A groundbreaking blood test can identify even tiny traces of pancreatic cancer, one of the most lethal forms of the disease. The highly sensitive test detects hidden indicators by searching for a crucial genetic mutation overlooked by conventional testing.
How the Test Works
US scientists say the innovative blood test targets KRAS, a genetic mutation responsible for over 90% of pancreatic cancers. The research team from Northwestern University Feinberg School of Medicine in Chicago collected blood samples from patients with localized pancreatic cancer during treatment. At diagnosis, the sensitive test identified signs of cancer in 65% of patients, compared to just 17% using the standard test.
After chemotherapy and surgery, the sensitive test continued to detect residual cancer in most patients, while imaging did not. The findings, published in the journal Clinical Cancer Research, emerge as a revolutionary new drug targeting KRAS is demonstrating significant survival benefits.
Potential to Change Treatment
Study senior author Professor Akhil Chawla said: "As we enter the era of KRAS-targeted therapies, having a screening tool that tracks the same mutation becomes increasingly important. That combination could fundamentally change how we identify high-risk patients, monitor microscopic disease, and potentially intervene earlier before recurrence becomes clinically visible, ultimately getting more patients to cure."

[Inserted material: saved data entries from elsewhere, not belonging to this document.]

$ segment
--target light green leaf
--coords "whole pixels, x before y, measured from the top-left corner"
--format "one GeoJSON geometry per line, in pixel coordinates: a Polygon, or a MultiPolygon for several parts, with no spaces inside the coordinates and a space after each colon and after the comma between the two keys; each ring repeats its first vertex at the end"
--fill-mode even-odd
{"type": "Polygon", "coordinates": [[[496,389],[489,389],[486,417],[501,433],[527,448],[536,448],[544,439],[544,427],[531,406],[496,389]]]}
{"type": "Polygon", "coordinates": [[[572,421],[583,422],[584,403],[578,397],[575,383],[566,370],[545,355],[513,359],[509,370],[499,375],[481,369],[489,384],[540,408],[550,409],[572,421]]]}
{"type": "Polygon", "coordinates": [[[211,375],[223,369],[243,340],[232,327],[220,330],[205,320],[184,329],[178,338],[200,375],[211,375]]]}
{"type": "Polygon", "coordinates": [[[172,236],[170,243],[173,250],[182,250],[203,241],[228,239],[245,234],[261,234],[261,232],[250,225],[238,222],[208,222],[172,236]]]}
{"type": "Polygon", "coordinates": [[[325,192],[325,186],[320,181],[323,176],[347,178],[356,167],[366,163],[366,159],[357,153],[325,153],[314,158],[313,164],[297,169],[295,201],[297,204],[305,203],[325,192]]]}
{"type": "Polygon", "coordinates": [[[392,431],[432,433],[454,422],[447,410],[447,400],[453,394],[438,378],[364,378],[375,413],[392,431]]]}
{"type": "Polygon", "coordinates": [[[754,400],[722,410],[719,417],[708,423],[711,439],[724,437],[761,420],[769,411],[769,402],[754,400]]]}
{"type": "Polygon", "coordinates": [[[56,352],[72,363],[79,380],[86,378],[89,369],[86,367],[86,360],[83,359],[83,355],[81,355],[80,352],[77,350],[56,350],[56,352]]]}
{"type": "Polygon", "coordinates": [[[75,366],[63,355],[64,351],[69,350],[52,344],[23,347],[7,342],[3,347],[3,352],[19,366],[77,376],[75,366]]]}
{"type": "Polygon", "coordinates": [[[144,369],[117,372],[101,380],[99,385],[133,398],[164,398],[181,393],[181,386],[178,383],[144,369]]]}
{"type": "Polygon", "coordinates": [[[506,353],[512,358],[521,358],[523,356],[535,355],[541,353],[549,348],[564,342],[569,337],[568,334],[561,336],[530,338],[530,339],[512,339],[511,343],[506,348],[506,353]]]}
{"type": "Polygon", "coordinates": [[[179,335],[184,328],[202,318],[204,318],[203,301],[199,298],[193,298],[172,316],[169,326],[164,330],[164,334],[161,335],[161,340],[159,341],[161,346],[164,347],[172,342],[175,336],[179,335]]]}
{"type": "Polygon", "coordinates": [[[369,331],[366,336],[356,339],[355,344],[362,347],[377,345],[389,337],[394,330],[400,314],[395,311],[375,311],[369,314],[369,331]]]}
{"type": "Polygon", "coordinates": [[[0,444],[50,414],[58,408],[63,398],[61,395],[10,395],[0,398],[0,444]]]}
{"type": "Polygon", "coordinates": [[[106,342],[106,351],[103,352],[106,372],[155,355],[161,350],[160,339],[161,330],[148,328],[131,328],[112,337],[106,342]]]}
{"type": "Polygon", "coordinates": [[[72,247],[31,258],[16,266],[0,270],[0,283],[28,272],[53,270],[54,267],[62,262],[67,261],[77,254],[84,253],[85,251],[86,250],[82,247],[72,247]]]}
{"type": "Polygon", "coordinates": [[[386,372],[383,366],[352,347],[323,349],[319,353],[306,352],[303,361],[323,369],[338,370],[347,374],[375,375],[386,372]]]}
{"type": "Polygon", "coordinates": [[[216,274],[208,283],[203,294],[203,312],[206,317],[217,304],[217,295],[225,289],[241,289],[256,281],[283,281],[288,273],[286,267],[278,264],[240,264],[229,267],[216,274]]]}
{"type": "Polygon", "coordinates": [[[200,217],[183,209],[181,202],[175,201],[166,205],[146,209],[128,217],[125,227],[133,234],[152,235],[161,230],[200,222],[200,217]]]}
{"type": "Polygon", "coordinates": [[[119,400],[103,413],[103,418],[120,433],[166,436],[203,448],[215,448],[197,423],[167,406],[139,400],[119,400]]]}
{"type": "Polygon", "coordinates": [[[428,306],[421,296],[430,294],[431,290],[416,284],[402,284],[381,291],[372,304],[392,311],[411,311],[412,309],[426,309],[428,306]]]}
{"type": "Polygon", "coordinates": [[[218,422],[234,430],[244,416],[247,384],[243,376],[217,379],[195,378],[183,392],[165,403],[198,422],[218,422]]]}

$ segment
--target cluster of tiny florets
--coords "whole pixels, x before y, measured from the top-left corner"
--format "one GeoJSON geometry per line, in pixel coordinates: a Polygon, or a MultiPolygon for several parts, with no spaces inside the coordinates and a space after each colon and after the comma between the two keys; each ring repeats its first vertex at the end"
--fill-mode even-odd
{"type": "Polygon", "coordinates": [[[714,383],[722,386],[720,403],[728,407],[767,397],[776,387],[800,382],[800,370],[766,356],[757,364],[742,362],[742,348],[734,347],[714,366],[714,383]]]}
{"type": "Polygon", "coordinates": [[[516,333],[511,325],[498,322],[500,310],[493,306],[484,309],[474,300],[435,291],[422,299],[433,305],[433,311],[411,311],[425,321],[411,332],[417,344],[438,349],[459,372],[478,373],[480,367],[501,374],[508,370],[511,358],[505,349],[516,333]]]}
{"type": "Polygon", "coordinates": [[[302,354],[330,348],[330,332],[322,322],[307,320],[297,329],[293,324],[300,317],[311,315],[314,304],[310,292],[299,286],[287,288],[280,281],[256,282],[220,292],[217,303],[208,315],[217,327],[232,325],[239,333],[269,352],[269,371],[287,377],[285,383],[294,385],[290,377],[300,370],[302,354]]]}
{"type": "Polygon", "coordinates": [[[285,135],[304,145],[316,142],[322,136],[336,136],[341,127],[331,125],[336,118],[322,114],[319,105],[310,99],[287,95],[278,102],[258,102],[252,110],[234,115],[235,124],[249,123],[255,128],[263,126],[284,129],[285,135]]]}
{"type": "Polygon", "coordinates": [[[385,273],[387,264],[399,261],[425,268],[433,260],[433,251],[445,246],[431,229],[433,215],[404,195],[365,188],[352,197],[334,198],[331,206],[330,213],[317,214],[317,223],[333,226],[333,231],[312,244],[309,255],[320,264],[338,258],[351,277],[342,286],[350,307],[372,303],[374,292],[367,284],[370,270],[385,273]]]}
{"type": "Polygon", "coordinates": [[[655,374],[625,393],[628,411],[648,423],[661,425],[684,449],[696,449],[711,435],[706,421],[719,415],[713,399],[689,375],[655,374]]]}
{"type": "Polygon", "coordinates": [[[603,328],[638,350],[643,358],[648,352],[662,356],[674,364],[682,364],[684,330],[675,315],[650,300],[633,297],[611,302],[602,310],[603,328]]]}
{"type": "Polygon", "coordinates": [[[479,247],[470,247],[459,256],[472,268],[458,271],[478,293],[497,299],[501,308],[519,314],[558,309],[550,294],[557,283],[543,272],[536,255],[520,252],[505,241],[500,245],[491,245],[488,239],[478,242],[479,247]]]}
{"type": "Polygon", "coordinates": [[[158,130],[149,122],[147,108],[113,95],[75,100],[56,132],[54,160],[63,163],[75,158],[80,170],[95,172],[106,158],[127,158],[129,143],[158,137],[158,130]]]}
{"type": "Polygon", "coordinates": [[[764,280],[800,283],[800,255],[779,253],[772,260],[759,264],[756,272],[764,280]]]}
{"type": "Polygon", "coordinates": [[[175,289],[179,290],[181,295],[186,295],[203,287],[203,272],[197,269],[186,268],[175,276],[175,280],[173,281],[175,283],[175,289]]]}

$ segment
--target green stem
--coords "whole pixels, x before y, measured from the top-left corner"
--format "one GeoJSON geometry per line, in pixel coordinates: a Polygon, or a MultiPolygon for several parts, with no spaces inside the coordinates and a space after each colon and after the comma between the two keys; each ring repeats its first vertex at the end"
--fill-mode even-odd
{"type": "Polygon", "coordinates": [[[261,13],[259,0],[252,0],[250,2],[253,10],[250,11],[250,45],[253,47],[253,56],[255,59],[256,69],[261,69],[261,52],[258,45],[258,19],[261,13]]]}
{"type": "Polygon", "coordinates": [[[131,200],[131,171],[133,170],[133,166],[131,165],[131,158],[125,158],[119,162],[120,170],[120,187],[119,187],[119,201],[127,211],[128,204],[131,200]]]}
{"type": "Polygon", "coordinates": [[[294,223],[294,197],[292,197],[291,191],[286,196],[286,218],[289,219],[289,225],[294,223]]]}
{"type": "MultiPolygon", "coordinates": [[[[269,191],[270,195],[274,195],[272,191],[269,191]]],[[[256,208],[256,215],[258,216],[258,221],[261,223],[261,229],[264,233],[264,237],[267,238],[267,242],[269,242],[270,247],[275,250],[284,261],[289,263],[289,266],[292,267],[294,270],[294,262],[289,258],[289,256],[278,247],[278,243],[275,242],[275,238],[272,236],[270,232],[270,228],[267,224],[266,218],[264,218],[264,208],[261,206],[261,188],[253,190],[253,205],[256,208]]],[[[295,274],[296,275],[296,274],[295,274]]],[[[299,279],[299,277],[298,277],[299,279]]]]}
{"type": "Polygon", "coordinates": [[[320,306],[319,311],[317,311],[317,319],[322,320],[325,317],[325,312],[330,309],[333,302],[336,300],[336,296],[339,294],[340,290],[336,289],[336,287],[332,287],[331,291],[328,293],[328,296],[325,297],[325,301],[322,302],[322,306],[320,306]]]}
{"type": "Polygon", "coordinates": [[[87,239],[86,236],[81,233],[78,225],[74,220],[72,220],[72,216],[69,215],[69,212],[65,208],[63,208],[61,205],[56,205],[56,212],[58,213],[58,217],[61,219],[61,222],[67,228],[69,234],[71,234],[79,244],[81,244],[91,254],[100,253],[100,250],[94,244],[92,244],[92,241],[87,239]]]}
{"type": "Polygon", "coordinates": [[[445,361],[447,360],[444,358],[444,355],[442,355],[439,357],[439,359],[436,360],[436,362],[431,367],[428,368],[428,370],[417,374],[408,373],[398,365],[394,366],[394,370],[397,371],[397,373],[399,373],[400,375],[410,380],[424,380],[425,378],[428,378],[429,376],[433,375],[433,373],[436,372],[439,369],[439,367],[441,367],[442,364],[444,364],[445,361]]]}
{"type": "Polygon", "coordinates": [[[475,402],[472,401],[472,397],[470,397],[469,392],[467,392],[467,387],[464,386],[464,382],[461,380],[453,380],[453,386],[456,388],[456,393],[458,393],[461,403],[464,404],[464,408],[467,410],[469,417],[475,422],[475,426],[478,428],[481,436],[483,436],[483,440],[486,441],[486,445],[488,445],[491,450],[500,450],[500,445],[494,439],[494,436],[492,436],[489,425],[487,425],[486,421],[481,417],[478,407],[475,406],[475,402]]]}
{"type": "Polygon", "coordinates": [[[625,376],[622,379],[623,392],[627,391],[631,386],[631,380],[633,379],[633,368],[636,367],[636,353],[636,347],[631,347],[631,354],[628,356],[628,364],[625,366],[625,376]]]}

Pancreatic cancer ranks among the most lethal forms of the disease, even when caught before it has visibly spread. Many patients endure months of chemotherapy and surgery, yet their cancer frequently returns. Prof Chawla noted: "In these patients, circulating tumour DNA levels are often extremely low and difficult to detect. Many patients and families ask me, 'How do we know if the treatment is working?' This research is part of trying to answer that question more precisely."
Study Details and Results
The study tracked 106 Northwestern Medicine patients with localized pancreatic cancer from diagnosis through chemotherapy and surgery. Researchers gathered blood samples before treatment, after chemotherapy, and following surgery between October 2020 and October 2024.
At diagnosis, the more sensitive blood test, digital droplet PCR (ddPCR), identified signs of cancer in nearly four times as many patients as conventional next-generation sequencing tests (NGS), which are more widely used. Even after chemotherapy and surgery, ddPCR continued to detect cancer in the majority of patients, while NGS and standard testing did not.
Following chemotherapy, ddPCR detected tumour KRAS DNA in 60% of patients, compared with just 5% for NGS. Following surgery, ddPCR identified tumour KRAS DNA in 56% of patients, compared with 9% for NGS. Prof Chawla said: "This suggests physicians may currently be missing residual disease in most patients using currently available testing approaches."
Improved Survival Prediction
The results demonstrated that more accurate detection led to improved prediction of survival outcomes. The most striking finding was the identification of a previously undetected group of high-risk patients whose cancer was missed by standard NGS but picked up by ddPCR. This group survived an average of 27 months following diagnosis, compared with 41 months among patients who tested negative on both assessments.
Prof Chawla added: "NGS and ddPCR are blood tests - often called liquid biopsies - that search for traces of DNA shed by cancer cells into the bloodstream. Detecting this tumour DNA provides an early sign that cancer is present or may return. Because these tests rely on a simple blood draw, they can be repeated over time without requiring invasive procedures."